I am sorry, but to everyone that still believes that there is nothing wrong, you guys are hallucinating. I am trying to use him to help me find some papers on the literature and it is completelly useless.

It didn’t even take 10 messages for him to start hallucinating and being useless. ChatGPT HAS BEEN changed. I’m laughing, but he’s been saying for 20 or 30 messages that he’s going to change the parameter according to my input and he always returns THE SAME ANSWER. And it’s not because the answer is correct.

Context: I asked him to help me find articles on a specific situation in the scientific literature. He gave me one and his final considerations. I told him that I don’t want him to stop at the first article he finds, that he lists the references because I’m going to read them and that I’m not interested in the final considerations, so he doesn’t need to include them. He’s ignoring all these instructions and repeating the information in the same way. This is annoying, because it seems like he’s making us look like idiots (and I know he doesn’t mean to, but it still annoys me).

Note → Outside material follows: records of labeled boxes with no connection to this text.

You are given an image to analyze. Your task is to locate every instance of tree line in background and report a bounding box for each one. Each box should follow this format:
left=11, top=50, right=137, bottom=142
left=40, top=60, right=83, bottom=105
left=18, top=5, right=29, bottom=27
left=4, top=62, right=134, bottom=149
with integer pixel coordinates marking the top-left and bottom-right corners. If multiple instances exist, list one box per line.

Honestly, something very serious has changed lately and, unless the more expensive plan makes more sense, paying for ChatGPT isn’t worth it.

I feel this too. I’m beyond frustrated as I am spending more time to create better ways to work with it and solutions to the problems that are happening that my productivity has slowed down substantially. Even basic collab is a struggle as it can’t stay on track.

Even basic tasks are now unusable for me, tasks that i used to have no problem with gpt 3.5 are impossible for their “advanced” reasoning models. The fact that the customer service they provide makes cable companies look like a gold standard by comparison is sad.